Наиболее часто используемые версии Больцмана машина работает лучше всего, когда он “обучен”, или накормил тысячи примеров данных, один слой. Первый, самый нижний слой сети получает необработанные данные, представляющие пиксельные изображения или multitonal звуки, и, как сетчатки клеток, нейронов огонь, если они обнаруживают контрасты в их исправление данных, такие, как переход от светлого к темному. Стрельба может вызвать связанных нейронов тоже огонь, в зависимости от веса синапсов между ними. Как правило, пары виртуальных нейронов многократно по сравнению с фоне стрельбы статистические данные, значимые связи между нейронами на это, постепенно создаются и укрепляются. Веса синапсов оттачиваются, и изображение или звук категорий прочно вошла в соединениях. Каждый последующий слой обучены таким же образом, используя входные данные с уровня ниже.
Если изображение автомобиля подается в нейронных сетей, обученных обнаруживать специфические объекты на изображениях нижнего слоя пожаров если она обнаруживает, контраст, которые могли бы указать на краю или конечной точки. Эти нейроны сигналов поездки на высоком уровне нейронов, которые в свою очередь определяют углы, части колеса, и так далее.
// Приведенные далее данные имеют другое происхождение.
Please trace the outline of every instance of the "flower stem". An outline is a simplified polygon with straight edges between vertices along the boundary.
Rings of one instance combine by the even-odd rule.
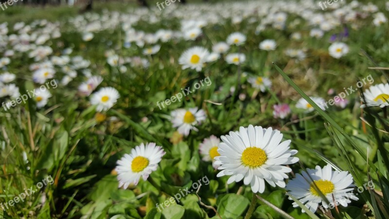
[[[245,219],[250,219],[255,210],[255,207],[257,206],[257,197],[255,196],[255,193],[252,194],[252,199],[251,199],[251,203],[250,204],[250,207],[248,207],[248,210],[247,211],[246,216],[245,216]]]

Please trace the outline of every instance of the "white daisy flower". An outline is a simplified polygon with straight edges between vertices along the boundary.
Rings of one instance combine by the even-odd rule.
[[[198,27],[194,27],[184,31],[183,36],[184,38],[187,40],[194,40],[202,33],[202,31],[201,29]]]
[[[335,58],[339,58],[349,53],[349,47],[342,42],[335,42],[328,48],[330,55]]]
[[[211,135],[209,138],[205,138],[202,143],[200,143],[199,149],[200,154],[203,157],[203,160],[206,162],[212,162],[212,166],[215,169],[219,166],[214,164],[215,157],[220,156],[217,152],[217,146],[220,143],[220,139],[215,136]]]
[[[352,192],[349,192],[353,191],[354,186],[353,177],[348,171],[333,170],[331,165],[327,164],[322,169],[316,166],[315,169],[307,169],[306,172],[296,174],[296,178],[288,182],[286,188],[290,191],[288,192],[290,195],[315,212],[320,203],[320,208],[322,206],[328,208],[331,205],[333,208],[339,204],[346,207],[351,202],[350,199],[358,200]],[[323,201],[320,192],[325,196],[329,204]],[[290,197],[289,199],[292,200]],[[293,205],[294,207],[299,206],[296,202],[293,202]],[[305,212],[302,209],[301,211]]]
[[[225,54],[230,50],[230,46],[224,42],[220,42],[212,47],[212,51],[214,53]]]
[[[88,41],[93,38],[93,34],[91,33],[85,33],[82,35],[82,40],[85,41]]]
[[[112,87],[103,88],[94,93],[90,98],[90,103],[97,106],[96,110],[101,112],[112,108],[120,97],[118,91]]]
[[[3,83],[9,83],[16,78],[16,75],[9,72],[0,74],[0,81]]]
[[[118,172],[119,187],[126,189],[133,184],[136,185],[141,177],[147,180],[151,173],[158,167],[158,164],[166,152],[160,146],[155,143],[143,143],[132,148],[131,153],[125,154],[118,160],[115,170]]]
[[[195,46],[182,54],[178,59],[178,63],[182,65],[182,69],[190,68],[200,72],[204,64],[207,62],[209,52],[205,48]]]
[[[238,65],[246,60],[246,56],[243,53],[231,53],[226,56],[226,61],[228,64]]]
[[[119,55],[110,55],[107,58],[106,62],[111,66],[117,66],[119,64]]]
[[[259,48],[266,51],[275,50],[276,46],[276,41],[274,39],[265,39],[259,44]]]
[[[241,127],[239,131],[230,131],[221,137],[215,164],[222,170],[217,176],[230,176],[230,184],[243,180],[245,185],[250,185],[254,193],[265,191],[265,181],[270,185],[285,187],[285,174],[292,169],[283,165],[294,164],[299,158],[292,157],[297,150],[289,149],[291,141],[281,143],[283,134],[271,128],[263,128],[250,125]]]
[[[55,71],[53,69],[43,68],[39,69],[33,74],[33,80],[35,83],[43,84],[46,80],[53,78]]]
[[[145,55],[154,55],[159,52],[160,48],[161,46],[159,45],[156,45],[151,47],[149,47],[147,49],[143,50],[143,54]]]
[[[78,91],[83,95],[89,96],[102,81],[103,78],[101,76],[92,76],[86,82],[82,83],[78,86]]]
[[[241,33],[232,33],[227,36],[226,41],[230,45],[240,46],[246,42],[246,36]]]
[[[368,107],[380,107],[383,108],[389,106],[386,100],[389,101],[389,84],[379,84],[371,87],[363,92],[363,96],[366,100],[365,104],[361,108]],[[364,100],[361,97],[361,100]]]
[[[322,98],[321,97],[314,97],[314,96],[310,96],[310,98],[318,106],[320,107],[321,110],[325,110],[325,108],[324,107],[324,104],[325,104],[325,101],[324,99]],[[305,110],[305,112],[308,113],[312,112],[312,111],[315,110],[315,108],[312,107],[312,106],[309,104],[305,99],[301,97],[297,101],[297,103],[296,104],[296,107],[299,109],[301,109],[302,110]]]
[[[49,98],[52,97],[52,94],[46,89],[42,91],[37,88],[34,90],[34,91],[35,95],[34,98],[36,102],[36,108],[41,108],[46,106]]]
[[[170,114],[171,121],[174,128],[178,127],[177,131],[185,136],[189,134],[191,130],[198,131],[194,126],[205,120],[205,112],[202,110],[197,110],[197,108],[190,108],[186,110],[179,109]]]
[[[261,91],[264,92],[266,89],[270,89],[271,87],[271,81],[267,77],[251,77],[248,80],[248,83],[251,84],[253,88],[259,89]]]

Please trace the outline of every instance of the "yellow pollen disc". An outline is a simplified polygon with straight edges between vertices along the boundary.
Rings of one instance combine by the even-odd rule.
[[[141,156],[138,156],[134,158],[131,164],[131,169],[132,172],[138,173],[141,171],[149,164],[148,159]]]
[[[101,98],[101,101],[104,103],[108,101],[109,99],[109,97],[108,96],[103,96],[103,97]]]
[[[196,55],[194,55],[191,58],[191,62],[192,64],[197,64],[200,61],[200,56]]]
[[[242,153],[242,162],[246,166],[251,168],[261,166],[267,160],[265,151],[259,147],[248,147]]]
[[[386,93],[383,93],[382,94],[380,94],[377,96],[376,97],[374,98],[373,100],[375,102],[377,102],[379,100],[381,100],[384,103],[386,103],[386,101],[385,100],[385,99],[387,99],[388,100],[388,101],[389,101],[389,95],[387,94]]]
[[[264,83],[264,80],[262,79],[262,77],[258,77],[257,78],[257,84],[262,84]]]
[[[196,118],[193,114],[190,111],[187,111],[185,115],[184,116],[184,122],[191,124],[193,123],[194,122],[196,121]]]
[[[211,148],[211,150],[210,150],[210,157],[211,157],[211,158],[213,160],[215,157],[217,157],[218,156],[220,156],[220,154],[217,152],[217,146],[215,146]]]
[[[319,190],[320,190],[324,195],[326,195],[329,193],[332,193],[332,191],[334,191],[334,189],[335,188],[335,185],[334,185],[334,183],[331,181],[323,180],[315,180],[311,183],[311,188],[309,190],[313,195],[316,196],[320,196],[320,194],[315,187],[314,182]]]

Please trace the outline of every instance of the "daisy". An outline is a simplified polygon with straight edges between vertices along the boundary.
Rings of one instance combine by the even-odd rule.
[[[246,56],[243,53],[231,53],[226,56],[226,61],[228,64],[234,64],[238,65],[245,62]]]
[[[261,91],[264,92],[266,89],[271,87],[271,81],[269,78],[265,77],[251,77],[248,80],[251,84],[253,88],[259,89]]]
[[[200,72],[209,55],[209,52],[205,48],[195,46],[184,52],[178,59],[178,63],[182,65],[183,70],[190,68]]]
[[[190,108],[188,110],[183,109],[176,110],[172,112],[171,121],[173,127],[178,127],[177,130],[185,136],[189,134],[191,130],[198,131],[194,126],[205,120],[205,112],[202,110],[197,110],[197,108]]]
[[[97,106],[98,112],[105,111],[112,108],[120,97],[116,89],[112,87],[103,88],[93,93],[90,98],[90,103]]]
[[[198,27],[194,27],[185,31],[183,36],[184,38],[187,40],[194,40],[202,33],[202,31],[201,29]]]
[[[35,94],[34,98],[36,102],[36,108],[38,109],[46,106],[49,98],[52,97],[52,94],[46,89],[42,91],[40,89],[35,89],[34,90],[34,93]]]
[[[157,170],[158,164],[166,152],[154,143],[143,143],[132,148],[131,153],[125,154],[118,160],[115,170],[118,172],[119,187],[126,189],[130,184],[138,184],[141,177],[147,180],[150,174]]]
[[[326,103],[324,99],[322,98],[321,97],[317,97],[314,96],[310,96],[309,98],[311,98],[311,99],[312,100],[313,102],[316,104],[316,105],[318,106],[321,110],[325,110],[324,104]],[[310,103],[305,100],[305,99],[302,97],[300,98],[298,101],[297,101],[297,103],[296,104],[296,107],[299,109],[304,110],[306,113],[312,112],[315,110],[315,108],[314,108]]]
[[[78,91],[83,95],[88,96],[102,81],[103,78],[100,76],[90,77],[86,82],[82,83],[78,86]]]
[[[363,96],[366,100],[365,104],[361,106],[361,108],[368,107],[380,107],[383,108],[389,106],[386,101],[389,101],[389,84],[379,84],[371,87],[363,92]],[[365,100],[361,97],[362,101]]]
[[[276,49],[276,41],[274,39],[265,39],[259,44],[259,48],[269,51]]]
[[[161,48],[161,46],[156,45],[152,47],[143,50],[143,54],[145,55],[152,55],[158,53]]]
[[[0,74],[0,81],[3,83],[9,83],[16,78],[16,75],[9,72]]]
[[[202,143],[200,143],[199,149],[200,154],[203,157],[203,160],[206,162],[212,162],[212,166],[217,169],[219,166],[214,164],[215,157],[220,156],[217,152],[217,146],[220,143],[220,139],[211,135],[209,138],[205,138]]]
[[[335,42],[328,48],[330,55],[335,58],[339,58],[349,53],[349,47],[342,42]]]
[[[222,170],[217,176],[230,176],[230,184],[243,180],[245,185],[250,184],[254,193],[265,191],[265,181],[270,185],[285,187],[285,174],[292,169],[283,165],[294,164],[299,158],[292,157],[296,150],[289,149],[291,141],[281,143],[283,134],[280,131],[260,126],[241,127],[238,131],[230,131],[221,137],[215,164]]]
[[[230,45],[240,46],[246,41],[246,36],[241,33],[232,33],[227,37],[226,41]]]
[[[230,46],[224,42],[218,42],[212,47],[212,51],[214,53],[224,54],[230,49]]]
[[[52,68],[41,68],[34,72],[33,80],[35,83],[43,84],[48,79],[53,78],[55,71]]]
[[[350,199],[358,200],[352,192],[354,186],[353,177],[348,171],[333,170],[331,165],[327,164],[322,169],[316,166],[315,169],[307,169],[301,174],[296,174],[296,178],[290,180],[286,185],[289,194],[300,200],[312,212],[315,212],[321,203],[324,208],[337,206],[340,204],[346,207],[351,202]],[[319,192],[319,191],[320,192]],[[320,192],[329,202],[323,201]],[[292,199],[289,197],[289,199]],[[335,201],[334,201],[335,200]],[[299,205],[293,202],[293,207]],[[334,207],[332,207],[333,208]],[[305,211],[301,209],[303,213]]]

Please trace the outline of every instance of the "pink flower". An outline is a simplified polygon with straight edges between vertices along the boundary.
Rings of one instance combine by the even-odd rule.
[[[286,104],[282,104],[275,105],[273,106],[274,111],[273,111],[273,115],[274,118],[280,118],[284,119],[290,114],[290,108]]]

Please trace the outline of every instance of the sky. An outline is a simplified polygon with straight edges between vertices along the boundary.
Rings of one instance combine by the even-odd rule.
В верхнем слое существуют нейроны, что огонь только в случае, если изображение содержит автомобиля.
“Волшебная вещь, что происходит, - он способен к обобщению, - сказал Ян LeCun, директор Центра Данных Науки в Нью-йоркском университете. “Если вы покажете их машину, она никогда раньше не видела, если он имеет некоторые общие формы или аспект, что все автомобили, ты показал это во время обучения, он может решить, что это-авто”.
Нейронные сети в последнее время поразивший их шаг, благодаря Hinton слой за слоем, режим обучения, использования высокоскоростных компьютерных чипов называемый графический процессоры, и взрывной рост количества изображений и записанной речи, которые могут быть использованы для обучения. Такие сети могут теперь корректно распознает около 88 процентов слова, сказанные в нормальных, человеческих, английский-язык разговоры, по сравнению с 96% для среднего слушателя-человека. Они могут определить машин и тысячи других объектов на изображениях с подобная точность и в последние три года стали доминировать машинного обучения соревнований.